In landen als Duitsland en Frankrijk zijn er voornamelijk banen met harde grondsoorten, vaak
aangelegd in een omgeving met veel natuurlijk reliëf. Zijspancrossen in het zand gaat langzamer dan
op een harde ondergrond, maar is fysiek juist veel zwaarder dan het rijden op een harde baan.
Dit komt door de diepe en verraderlijke sporen die er ontstaan in een zanderige crossbaan waarop
zijspannen letterlijk met hoge zandfonteinen de grond steeds iets verder afgraven. Hierdoor kan de
crossbaan elke ronde weer net even anders zijn voor de deelnemers en dat maakt het wedstrijd
verloop vaak heel spectaculair. Op een crossbaan met een harde ondergrond ontstaan minder sporen
en zodoende wordt er ook harder gereden. Op dit soort banen, die vaak ook nog op bijvoorbeeld een
berghelling liggen, wordt er vaker en hoger gesprongen door de zijspannen dan op een zandbaan.

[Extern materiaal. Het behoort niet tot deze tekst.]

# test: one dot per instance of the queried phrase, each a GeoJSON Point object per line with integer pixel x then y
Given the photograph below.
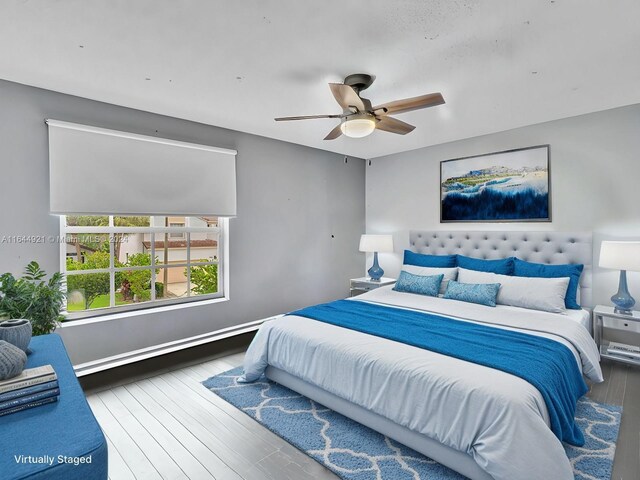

Op een zachte ondergrond graven de zijspannen zich dus soms letterlijk vast en spuiten metershoge
zandfonteinen in de lucht. Op de hardere banen ziet men geen zandfonteinen in de lucht maar wel
vaak de zijspannen zelf die metershoog kunnen zweven na bijvoorbeeld een technische
dubbelsprong.
Het is bijna een andere tak van sport om op een harde of zachte baan het snelste zijspancross team
te zijn. Om ooit de beste van de Wereld te kunnen zijn moet een team dan ook niet alleen ingespeeld zijn op elkaar maar ook op elke ondergrond, met elk zijn eigen karakter, goed uit de voeten kunnen.